Packaging and labelling
Legal requirements that you have to follow as a food business.
Legal Requirements for providing food information to consumers
Other than in Northern Ireland (NI), any references to European Union (EU) Regulations in this guidance should be read as meaning retained EU law. You can access retained EU law via the HM Government EU Exit web archive. This should be read alongside the relevant EU Exit legislation that was made to ensure retained EU law operates correctly in a United Kingdom (UK) context. EU Exit legislation can be accessed on legislation.gov.uk. In NI, EU food law will continue to apply, as listed in the Northern Ireland Protocol. Retained EU law will not apply in these circumstances.
This page highlights the requirements of Regulation No. 1169/2011, the Food Information to Consumers (FIC) Regulation, and associated legal standards for labelling and composition of food products such as bottled water, milk, fish and meat. The Food Information to Consumers (FIC) Regulation 1169/2011 on the provision of food information to consumers brings together EU rules on general food labelling and nutrition labelling into one piece of legislation.

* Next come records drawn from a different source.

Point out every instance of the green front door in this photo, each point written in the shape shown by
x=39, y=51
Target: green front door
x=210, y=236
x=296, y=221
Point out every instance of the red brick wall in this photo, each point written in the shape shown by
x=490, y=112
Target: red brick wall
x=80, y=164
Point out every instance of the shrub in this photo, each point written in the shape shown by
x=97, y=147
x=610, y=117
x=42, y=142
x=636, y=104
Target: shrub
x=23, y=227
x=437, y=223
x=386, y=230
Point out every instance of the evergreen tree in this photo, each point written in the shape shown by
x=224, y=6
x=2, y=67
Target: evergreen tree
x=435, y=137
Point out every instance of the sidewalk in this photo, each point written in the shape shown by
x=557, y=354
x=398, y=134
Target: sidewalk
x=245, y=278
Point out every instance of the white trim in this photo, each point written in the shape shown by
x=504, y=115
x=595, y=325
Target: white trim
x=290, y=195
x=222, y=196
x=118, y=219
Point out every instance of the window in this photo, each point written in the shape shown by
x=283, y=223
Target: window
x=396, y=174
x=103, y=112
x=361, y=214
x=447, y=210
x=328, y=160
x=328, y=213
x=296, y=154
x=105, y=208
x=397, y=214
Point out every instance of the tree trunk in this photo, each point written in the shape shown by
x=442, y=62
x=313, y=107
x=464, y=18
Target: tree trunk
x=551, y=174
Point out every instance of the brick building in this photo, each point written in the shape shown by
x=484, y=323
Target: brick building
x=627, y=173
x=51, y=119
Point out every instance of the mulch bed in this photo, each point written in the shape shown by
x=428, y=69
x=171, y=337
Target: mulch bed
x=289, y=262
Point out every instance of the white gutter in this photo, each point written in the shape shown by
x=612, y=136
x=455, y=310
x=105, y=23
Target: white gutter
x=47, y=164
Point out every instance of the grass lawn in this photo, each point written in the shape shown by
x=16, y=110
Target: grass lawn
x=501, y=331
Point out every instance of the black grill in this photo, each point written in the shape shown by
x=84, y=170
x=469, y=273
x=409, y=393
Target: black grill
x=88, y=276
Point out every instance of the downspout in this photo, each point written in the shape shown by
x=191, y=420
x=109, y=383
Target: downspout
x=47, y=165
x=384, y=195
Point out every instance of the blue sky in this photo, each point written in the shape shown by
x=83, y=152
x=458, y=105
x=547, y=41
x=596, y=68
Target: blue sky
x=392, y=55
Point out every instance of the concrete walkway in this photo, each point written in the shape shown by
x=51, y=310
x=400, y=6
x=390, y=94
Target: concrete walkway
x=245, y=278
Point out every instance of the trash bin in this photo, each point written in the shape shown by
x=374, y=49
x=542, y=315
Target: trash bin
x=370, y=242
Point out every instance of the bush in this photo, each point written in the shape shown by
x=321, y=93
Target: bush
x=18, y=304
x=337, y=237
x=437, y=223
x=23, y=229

The retained version of Regulation 1169/2011 on the provision of food information to consumers applies to food businesses in Great Britain (GB). Whereas, EU food law, including Regulation (EU) No 1169/2011 on the provision of food information to consumers, applies in NI.
Labelling of prepacked food
All prepacked food requires a food label that displays certain mandatory information. All food is subject to general food labelling requirements and any labelling provided must be accurate and not misleading.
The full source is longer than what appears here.